Abdominal CT scan image, with arrow indicating the presence of a right iliopsoas hemorrhagic focus which the patient developed during the treatment with corticosteroids only. CT: computed tomography.

Figure 3

Right upper limb hematoma due to blood sampling, occurred during therapy with recombinant porcine factor VIII.

Abdominal CT scan image, with arrow indicating the presence of a right iliopsoas hemorrhagic focus which the patient developed during the treatment with corticosteroids only. CT: computed tomography. Right upper limb hematoma due to blood sampling, occurred during therapy with recombinant porcine factor VIII.

Follow-up and outcomes

The 4 weeks’ cycle of rituximab was well tolerated by the patient who was then able to return home after a short rehabilitation cycle (Fig. 4). She was prescribed to continue corticosteroid therapy with dexamethasone 10 mg a day and scheduled for monthly ambulatory follow-up. After 6 months of clinical and laboratory follow-up, FVIII inhibitor was completely eradicated, and corticosteroid treatment was discontinued.
Figure 4

Resolution of the right upper limb hematoma after complete rituximab cycle, 4 weeks from the initiation of the treatment.
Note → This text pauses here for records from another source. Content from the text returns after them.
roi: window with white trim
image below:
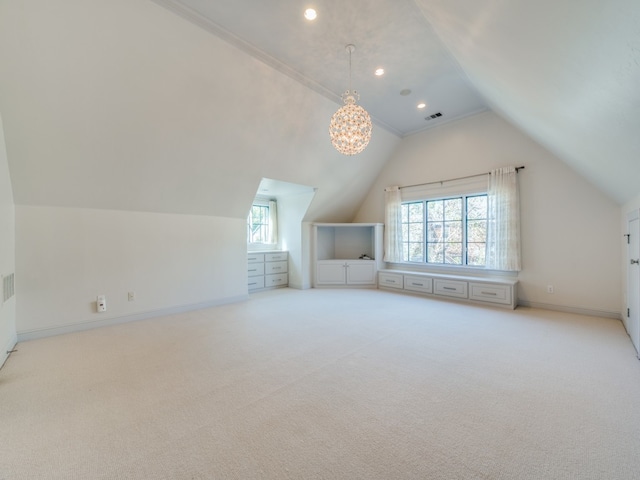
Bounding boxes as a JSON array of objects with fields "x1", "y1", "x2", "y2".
[
  {"x1": 401, "y1": 193, "x2": 487, "y2": 267},
  {"x1": 247, "y1": 198, "x2": 278, "y2": 245}
]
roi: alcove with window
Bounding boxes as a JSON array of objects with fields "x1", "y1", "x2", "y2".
[{"x1": 247, "y1": 178, "x2": 315, "y2": 292}]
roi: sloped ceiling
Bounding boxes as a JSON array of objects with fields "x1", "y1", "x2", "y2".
[
  {"x1": 0, "y1": 0, "x2": 640, "y2": 221},
  {"x1": 417, "y1": 0, "x2": 640, "y2": 203},
  {"x1": 161, "y1": 0, "x2": 640, "y2": 202},
  {"x1": 0, "y1": 0, "x2": 400, "y2": 221}
]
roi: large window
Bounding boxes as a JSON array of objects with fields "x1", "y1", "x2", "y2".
[
  {"x1": 402, "y1": 194, "x2": 487, "y2": 267},
  {"x1": 247, "y1": 198, "x2": 278, "y2": 247},
  {"x1": 247, "y1": 203, "x2": 269, "y2": 243}
]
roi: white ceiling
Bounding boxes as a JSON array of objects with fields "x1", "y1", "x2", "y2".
[
  {"x1": 156, "y1": 0, "x2": 486, "y2": 136},
  {"x1": 155, "y1": 0, "x2": 640, "y2": 202}
]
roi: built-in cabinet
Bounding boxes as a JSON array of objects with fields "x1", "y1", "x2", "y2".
[
  {"x1": 312, "y1": 223, "x2": 382, "y2": 287},
  {"x1": 247, "y1": 252, "x2": 289, "y2": 292},
  {"x1": 378, "y1": 270, "x2": 518, "y2": 308}
]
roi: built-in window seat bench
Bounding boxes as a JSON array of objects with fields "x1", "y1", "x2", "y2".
[{"x1": 378, "y1": 270, "x2": 518, "y2": 309}]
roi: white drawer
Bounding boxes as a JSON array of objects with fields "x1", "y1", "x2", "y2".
[
  {"x1": 264, "y1": 262, "x2": 287, "y2": 275},
  {"x1": 247, "y1": 253, "x2": 264, "y2": 263},
  {"x1": 264, "y1": 252, "x2": 289, "y2": 262},
  {"x1": 247, "y1": 263, "x2": 264, "y2": 277},
  {"x1": 264, "y1": 273, "x2": 289, "y2": 287},
  {"x1": 404, "y1": 275, "x2": 433, "y2": 293},
  {"x1": 378, "y1": 272, "x2": 402, "y2": 288},
  {"x1": 469, "y1": 282, "x2": 511, "y2": 305},
  {"x1": 433, "y1": 278, "x2": 467, "y2": 298},
  {"x1": 248, "y1": 276, "x2": 264, "y2": 290}
]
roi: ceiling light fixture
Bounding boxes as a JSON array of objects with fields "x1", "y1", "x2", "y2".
[{"x1": 329, "y1": 44, "x2": 371, "y2": 155}]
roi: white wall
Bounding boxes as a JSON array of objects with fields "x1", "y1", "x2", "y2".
[
  {"x1": 0, "y1": 113, "x2": 16, "y2": 366},
  {"x1": 278, "y1": 191, "x2": 315, "y2": 289},
  {"x1": 16, "y1": 205, "x2": 247, "y2": 339},
  {"x1": 620, "y1": 193, "x2": 640, "y2": 315},
  {"x1": 354, "y1": 112, "x2": 622, "y2": 316}
]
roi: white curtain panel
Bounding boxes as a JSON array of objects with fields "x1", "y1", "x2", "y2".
[
  {"x1": 269, "y1": 200, "x2": 278, "y2": 244},
  {"x1": 384, "y1": 187, "x2": 402, "y2": 262},
  {"x1": 486, "y1": 167, "x2": 521, "y2": 271}
]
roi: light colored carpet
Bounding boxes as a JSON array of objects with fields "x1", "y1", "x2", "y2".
[{"x1": 0, "y1": 289, "x2": 640, "y2": 480}]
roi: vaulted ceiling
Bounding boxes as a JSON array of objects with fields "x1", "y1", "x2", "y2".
[
  {"x1": 156, "y1": 0, "x2": 640, "y2": 202},
  {"x1": 0, "y1": 0, "x2": 640, "y2": 221}
]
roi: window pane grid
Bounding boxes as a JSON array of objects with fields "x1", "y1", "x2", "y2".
[
  {"x1": 248, "y1": 205, "x2": 269, "y2": 243},
  {"x1": 402, "y1": 194, "x2": 487, "y2": 266}
]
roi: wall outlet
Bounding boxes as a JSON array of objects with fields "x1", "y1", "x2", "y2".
[{"x1": 96, "y1": 295, "x2": 107, "y2": 313}]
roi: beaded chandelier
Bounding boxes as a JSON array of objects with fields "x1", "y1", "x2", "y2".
[{"x1": 329, "y1": 45, "x2": 371, "y2": 155}]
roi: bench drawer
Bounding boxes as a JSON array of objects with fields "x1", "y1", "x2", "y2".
[
  {"x1": 433, "y1": 278, "x2": 467, "y2": 298},
  {"x1": 378, "y1": 272, "x2": 402, "y2": 288},
  {"x1": 469, "y1": 282, "x2": 512, "y2": 305},
  {"x1": 404, "y1": 275, "x2": 433, "y2": 293}
]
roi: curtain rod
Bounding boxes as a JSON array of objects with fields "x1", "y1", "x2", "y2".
[{"x1": 398, "y1": 166, "x2": 524, "y2": 189}]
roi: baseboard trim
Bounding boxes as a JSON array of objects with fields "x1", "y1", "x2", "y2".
[
  {"x1": 0, "y1": 334, "x2": 18, "y2": 368},
  {"x1": 518, "y1": 300, "x2": 622, "y2": 321},
  {"x1": 16, "y1": 294, "x2": 249, "y2": 342}
]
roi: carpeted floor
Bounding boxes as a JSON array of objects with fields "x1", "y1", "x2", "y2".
[{"x1": 0, "y1": 289, "x2": 640, "y2": 480}]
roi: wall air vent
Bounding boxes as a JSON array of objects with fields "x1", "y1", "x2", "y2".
[
  {"x1": 424, "y1": 112, "x2": 442, "y2": 121},
  {"x1": 2, "y1": 273, "x2": 15, "y2": 303}
]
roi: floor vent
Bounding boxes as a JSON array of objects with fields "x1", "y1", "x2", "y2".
[
  {"x1": 2, "y1": 273, "x2": 16, "y2": 302},
  {"x1": 424, "y1": 112, "x2": 442, "y2": 120}
]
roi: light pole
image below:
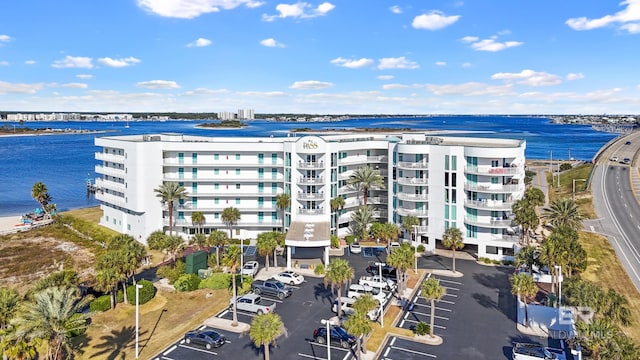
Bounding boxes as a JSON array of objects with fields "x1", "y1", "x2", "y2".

Resolution of the right upper limb hematoma after complete rituximab cycle, 4 weeks from the initiation of the treatment.

Discussion

Our case highlights the complex management of bleeding episodes of these patients, which often requires the administration of multiple therapeutic agents. As far as our patient is concerned rituximab treatment associated with corticosteroids demonstrated efficacy, leading to a gradual reduction of FVIII inhibitor titer until its disappearance. Rituximab is mainly used as second-line therapeutic option in acquired hemophilia, alone or in association with other immunosuppressive agents [12-16]. The first bleeding episode was successfully treated with rFVIIa, the most widely used drug in this disorder which yielded an initial accurate control of the bleeding, but on the following days the patient became refractory to this therapy with the subsequent development of new ecchymosis. For this reason, rpFVIII treatment was started with a sufficient stabilization of the clinical picture although associated with a partial laboratory response, probably related to the presence of cross-reacting anti-rpFVIII inhibitor, which has been evidenced in more than 40% of patients with acquired hemophilia translating into a reduced efficacy of the drug [17, 18]. Subsequently a short-term prophylaxis course with activated prothrombin complex concentrate, was carried out, which successfully prevented the onset of further bleeding episodes. At the moment of diagnosis, the patient presented with a clinical history free of major comorbidities prior to the development of the hematomas. The patient did not receive any COVID-19 vaccinations and reported close contact with a SARS-CoV-2 infected individual (caregiver to an infected patient). Although we do not have a positive test for SARS-CoV-2, the presence of SARS-CoV-2 anti-spike protein antibodies and the symptoms described allow us to address a previous infection with SARS-CoV-2. This leads us to point out the role of this infection in establishing an alteration of the immune profile in our patient, who besides the presence of AHA, was diagnosed with an autoimmune thyroiditis. There are reported cases of COVID-19-mediated alteration of the thyroid profile through the activation of inflammatory response triggered by the angiotensin-converting enzyme (ACE)-2-mediated viral tropism in the thyroid gland [19]. This process triggers both a process of viral-mediated organ damage and molecular mimicry with subsequent autoimmune response [20].

Learning points

An interesting aspect of this case of AHA is that it turned out to be refractory to the use of the first-line therapeutic interventions. The standard oral therapy with corticosteroids and orally administered cyclophosphamide was not administered due to the inability of the patient to swallow. This might have contributed to the initial incomplete and delayed success of the therapy. To effectively control the risk of bleeding it was necessary to introduce therapy with bypassing agents (rpFVIII, activated prothrombin complex concentrate). In order to fully control the underling autoimmune process, reflected by high-titer FVIII inhibitor and the very low FVIII level, treatment with rituximab was necessary.